# Tiffin, Ohio Slot Car Show



## JAG Hobbies (Feb 4, 2006)

Tiffin Slot Car Show
Sponsored by JAG Hobbies and Tiffin Hobby

February 24, 2007
6:00 - 9:00 P.M.
Tiffin, Ohio

Free Admission!!

Knights of Columbus
49 E. Perry Street
Tiffin, Ohio 44883


100% Slot Cars – HO – 1/32 – 1/24


Door Prizes!!

Vendor tables are free!!

For table information…
Contact: Jim Gase
Phone: 419-448-8442
E-mail: [email protected]

5:00-6:00 – Dealer Set-up


Please visit our sponsors:

www.jaghobbies.com (go here for map)
www.gaseenterprise.com


----------



## Crimnick (May 28, 2006)

Cool!...right in my back yard for a change... :thumbsup:


----------



## noddaz (Aug 6, 1999)

Please let us know how it turns out....
With pictures if possible.
Scott


----------



## FastMann (Dec 19, 2006)

Sounds great! I'll try to stop by if I get a chance. Will any of the manufacturers be there?


----------



## JAG Hobbies (Feb 4, 2006)

We're still organizing the event. We'll try to let you know who'll be there as they sign up.

Jim


----------



## sethndaddy (Dec 4, 2004)

Jim, you should come here more often, your spoke of highly.


----------



## Montoya1 (May 14, 2004)

sethndaddy said:


> Jim, you should come here more often, your spoke of highly.
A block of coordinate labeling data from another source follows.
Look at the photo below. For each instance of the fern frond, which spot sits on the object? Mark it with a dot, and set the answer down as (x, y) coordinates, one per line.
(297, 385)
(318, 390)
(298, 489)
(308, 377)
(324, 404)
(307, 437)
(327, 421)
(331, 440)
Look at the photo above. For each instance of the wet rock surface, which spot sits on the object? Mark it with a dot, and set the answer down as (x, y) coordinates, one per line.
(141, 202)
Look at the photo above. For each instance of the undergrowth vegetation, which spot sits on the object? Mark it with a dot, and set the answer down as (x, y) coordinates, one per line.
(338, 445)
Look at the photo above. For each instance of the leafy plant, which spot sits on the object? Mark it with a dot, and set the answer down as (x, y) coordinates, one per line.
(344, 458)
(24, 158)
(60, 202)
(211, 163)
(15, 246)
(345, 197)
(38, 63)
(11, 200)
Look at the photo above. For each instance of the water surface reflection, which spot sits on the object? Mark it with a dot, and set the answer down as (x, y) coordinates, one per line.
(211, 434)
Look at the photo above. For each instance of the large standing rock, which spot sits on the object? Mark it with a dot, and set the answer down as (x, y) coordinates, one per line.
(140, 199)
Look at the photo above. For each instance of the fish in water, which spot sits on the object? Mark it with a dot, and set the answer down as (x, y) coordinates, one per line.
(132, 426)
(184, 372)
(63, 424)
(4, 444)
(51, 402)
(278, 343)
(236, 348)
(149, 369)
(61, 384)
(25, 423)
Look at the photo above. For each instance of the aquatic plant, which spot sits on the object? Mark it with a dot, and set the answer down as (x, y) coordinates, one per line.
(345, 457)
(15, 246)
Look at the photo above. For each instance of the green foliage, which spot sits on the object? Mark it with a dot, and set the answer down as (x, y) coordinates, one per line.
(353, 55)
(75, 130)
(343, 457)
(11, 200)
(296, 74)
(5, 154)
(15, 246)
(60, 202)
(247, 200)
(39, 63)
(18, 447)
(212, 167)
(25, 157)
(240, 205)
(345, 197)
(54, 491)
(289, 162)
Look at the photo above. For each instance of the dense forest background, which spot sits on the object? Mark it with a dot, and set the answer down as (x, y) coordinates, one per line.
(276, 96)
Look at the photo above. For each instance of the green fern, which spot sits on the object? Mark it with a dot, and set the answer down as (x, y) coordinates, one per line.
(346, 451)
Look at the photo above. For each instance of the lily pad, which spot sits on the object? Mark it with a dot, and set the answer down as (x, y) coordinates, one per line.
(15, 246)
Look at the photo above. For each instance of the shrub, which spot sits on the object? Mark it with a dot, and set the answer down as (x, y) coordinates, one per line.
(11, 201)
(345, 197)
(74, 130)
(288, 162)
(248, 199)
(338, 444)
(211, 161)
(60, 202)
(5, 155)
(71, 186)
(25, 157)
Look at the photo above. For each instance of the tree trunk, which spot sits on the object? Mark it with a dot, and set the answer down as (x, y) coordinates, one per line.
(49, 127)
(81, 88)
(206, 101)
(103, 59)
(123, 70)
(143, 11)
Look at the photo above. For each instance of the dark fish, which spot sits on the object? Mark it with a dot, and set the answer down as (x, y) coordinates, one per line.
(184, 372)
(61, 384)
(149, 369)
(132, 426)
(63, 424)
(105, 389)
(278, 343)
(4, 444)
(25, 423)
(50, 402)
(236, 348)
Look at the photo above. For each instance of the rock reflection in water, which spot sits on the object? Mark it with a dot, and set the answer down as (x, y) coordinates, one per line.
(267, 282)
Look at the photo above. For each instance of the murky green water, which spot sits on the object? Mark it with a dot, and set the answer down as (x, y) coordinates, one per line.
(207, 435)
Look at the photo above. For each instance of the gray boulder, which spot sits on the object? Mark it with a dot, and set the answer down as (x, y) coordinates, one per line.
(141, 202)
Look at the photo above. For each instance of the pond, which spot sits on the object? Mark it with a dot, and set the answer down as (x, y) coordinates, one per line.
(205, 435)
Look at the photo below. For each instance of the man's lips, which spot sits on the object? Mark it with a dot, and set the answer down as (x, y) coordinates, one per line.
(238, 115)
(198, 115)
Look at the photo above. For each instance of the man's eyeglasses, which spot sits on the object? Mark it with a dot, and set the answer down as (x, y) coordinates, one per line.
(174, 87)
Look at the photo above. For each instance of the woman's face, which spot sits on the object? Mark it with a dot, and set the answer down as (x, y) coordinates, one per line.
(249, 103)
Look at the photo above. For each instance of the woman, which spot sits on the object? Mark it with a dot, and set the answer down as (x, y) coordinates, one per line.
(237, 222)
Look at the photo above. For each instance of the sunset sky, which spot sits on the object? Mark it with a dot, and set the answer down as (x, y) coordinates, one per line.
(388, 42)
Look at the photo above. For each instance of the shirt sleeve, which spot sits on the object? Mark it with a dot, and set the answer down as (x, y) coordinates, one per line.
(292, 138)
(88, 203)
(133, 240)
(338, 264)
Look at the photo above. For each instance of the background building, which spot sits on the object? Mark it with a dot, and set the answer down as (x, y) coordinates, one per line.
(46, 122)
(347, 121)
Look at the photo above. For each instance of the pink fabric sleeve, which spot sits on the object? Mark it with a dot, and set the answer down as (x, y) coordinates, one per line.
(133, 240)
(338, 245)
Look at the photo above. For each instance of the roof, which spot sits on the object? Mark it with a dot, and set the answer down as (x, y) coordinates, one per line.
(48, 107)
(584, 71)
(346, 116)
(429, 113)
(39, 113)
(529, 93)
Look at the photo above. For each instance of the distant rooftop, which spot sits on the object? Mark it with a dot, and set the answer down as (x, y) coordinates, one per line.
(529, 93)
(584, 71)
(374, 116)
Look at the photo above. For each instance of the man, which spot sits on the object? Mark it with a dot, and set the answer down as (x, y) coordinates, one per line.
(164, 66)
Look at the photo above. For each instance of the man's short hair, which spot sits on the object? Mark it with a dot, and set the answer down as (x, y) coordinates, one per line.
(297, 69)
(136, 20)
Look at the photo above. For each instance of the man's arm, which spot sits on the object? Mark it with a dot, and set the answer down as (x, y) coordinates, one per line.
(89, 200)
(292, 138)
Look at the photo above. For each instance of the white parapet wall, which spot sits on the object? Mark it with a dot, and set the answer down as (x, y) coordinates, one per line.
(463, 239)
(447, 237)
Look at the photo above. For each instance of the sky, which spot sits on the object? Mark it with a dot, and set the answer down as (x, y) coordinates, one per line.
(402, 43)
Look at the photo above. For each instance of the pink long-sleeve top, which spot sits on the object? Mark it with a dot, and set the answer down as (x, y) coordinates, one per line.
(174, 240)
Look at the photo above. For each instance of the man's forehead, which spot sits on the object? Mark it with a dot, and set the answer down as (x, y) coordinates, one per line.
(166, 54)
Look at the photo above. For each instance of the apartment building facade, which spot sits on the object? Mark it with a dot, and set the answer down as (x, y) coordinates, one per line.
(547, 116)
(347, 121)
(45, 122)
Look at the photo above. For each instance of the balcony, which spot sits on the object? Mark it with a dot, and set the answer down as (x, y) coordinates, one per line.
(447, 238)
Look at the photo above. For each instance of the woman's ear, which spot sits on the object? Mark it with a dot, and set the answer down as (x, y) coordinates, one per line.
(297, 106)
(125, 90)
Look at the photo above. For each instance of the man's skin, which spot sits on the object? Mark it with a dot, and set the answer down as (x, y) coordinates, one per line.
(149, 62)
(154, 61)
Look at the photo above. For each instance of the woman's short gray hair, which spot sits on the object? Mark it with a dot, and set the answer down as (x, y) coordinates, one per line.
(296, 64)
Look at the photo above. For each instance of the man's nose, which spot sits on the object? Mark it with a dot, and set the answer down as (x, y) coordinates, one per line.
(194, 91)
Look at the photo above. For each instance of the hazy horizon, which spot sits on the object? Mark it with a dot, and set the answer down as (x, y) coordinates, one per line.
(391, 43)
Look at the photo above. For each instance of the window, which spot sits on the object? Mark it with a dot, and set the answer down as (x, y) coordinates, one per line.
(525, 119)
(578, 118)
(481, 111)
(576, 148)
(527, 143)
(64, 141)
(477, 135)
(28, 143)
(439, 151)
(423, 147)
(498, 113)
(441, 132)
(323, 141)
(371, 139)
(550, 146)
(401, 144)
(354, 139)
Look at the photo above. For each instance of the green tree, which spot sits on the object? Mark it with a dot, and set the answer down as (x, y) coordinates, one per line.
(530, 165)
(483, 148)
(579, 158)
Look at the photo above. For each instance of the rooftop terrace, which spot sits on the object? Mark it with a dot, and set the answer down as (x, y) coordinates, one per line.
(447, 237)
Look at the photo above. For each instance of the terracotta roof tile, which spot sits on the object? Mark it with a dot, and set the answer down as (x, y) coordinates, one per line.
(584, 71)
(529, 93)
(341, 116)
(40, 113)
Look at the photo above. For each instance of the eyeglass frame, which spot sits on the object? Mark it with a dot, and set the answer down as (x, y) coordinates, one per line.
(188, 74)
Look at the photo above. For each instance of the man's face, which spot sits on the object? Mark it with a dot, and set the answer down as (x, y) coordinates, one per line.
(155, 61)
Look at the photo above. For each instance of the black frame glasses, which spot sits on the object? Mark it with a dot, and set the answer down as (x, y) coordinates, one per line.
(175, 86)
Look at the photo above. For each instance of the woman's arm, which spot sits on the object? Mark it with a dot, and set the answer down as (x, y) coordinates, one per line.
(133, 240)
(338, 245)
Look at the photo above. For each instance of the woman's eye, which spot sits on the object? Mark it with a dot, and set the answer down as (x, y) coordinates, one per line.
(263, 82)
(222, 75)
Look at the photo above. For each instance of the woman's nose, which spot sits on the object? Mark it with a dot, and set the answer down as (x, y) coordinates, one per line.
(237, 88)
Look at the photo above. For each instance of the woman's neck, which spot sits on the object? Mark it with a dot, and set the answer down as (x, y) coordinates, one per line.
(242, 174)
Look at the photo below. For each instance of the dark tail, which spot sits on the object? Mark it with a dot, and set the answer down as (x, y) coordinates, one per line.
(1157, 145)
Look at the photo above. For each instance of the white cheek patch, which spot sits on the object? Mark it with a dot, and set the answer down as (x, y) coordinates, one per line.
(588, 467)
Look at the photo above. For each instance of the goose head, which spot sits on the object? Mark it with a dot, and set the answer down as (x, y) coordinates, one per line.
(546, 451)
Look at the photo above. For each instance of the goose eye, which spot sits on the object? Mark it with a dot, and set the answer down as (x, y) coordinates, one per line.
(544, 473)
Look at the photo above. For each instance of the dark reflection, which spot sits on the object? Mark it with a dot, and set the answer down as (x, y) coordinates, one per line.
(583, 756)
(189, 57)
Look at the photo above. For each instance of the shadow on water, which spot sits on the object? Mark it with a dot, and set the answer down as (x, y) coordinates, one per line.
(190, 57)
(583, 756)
Indeed, my favourite retailer of 2006.


----------



## Pomfish (Oct 25, 2003)

WHAT, No $50 Tables and charge my helper $25 if not my wife?
How dare you 

This sounds great, only wish I was closer to attend.

Thanks Jim, you truely are one of the good guys in this Hobby,

Keith


----------



## JAG Hobbies (Feb 4, 2006)

Just a reminder, the Tiffin Slot Car Show is next Saturday. We have lined up plenty of door prizes and admission is free!!! 

There are still a few tables available if you would like to sell. You don’t have to be a retailer to sell. 

Thanks, 
Jim
JAG Hobbies
www.jaghobbies.com


----------



## Marty (Oct 20, 1999)

I plan on being there!


Marty


----------



## Marty (Oct 20, 1999)

Crimnick said:


> Cool!...right in my back yard for a change... :thumbsup:


Hey Crimnick! I'm origionally from Toledo! Maybe I'll see you there!

Who do you race with up there?

Marty


----------



## Crimnick (May 28, 2006)

I'm currently running with the AMSRA group...weekly practice...race every other sunday...9 local tracks...

I was hoping to go to tiffin....but unfortunately...I cannot make it tommorrow...


----------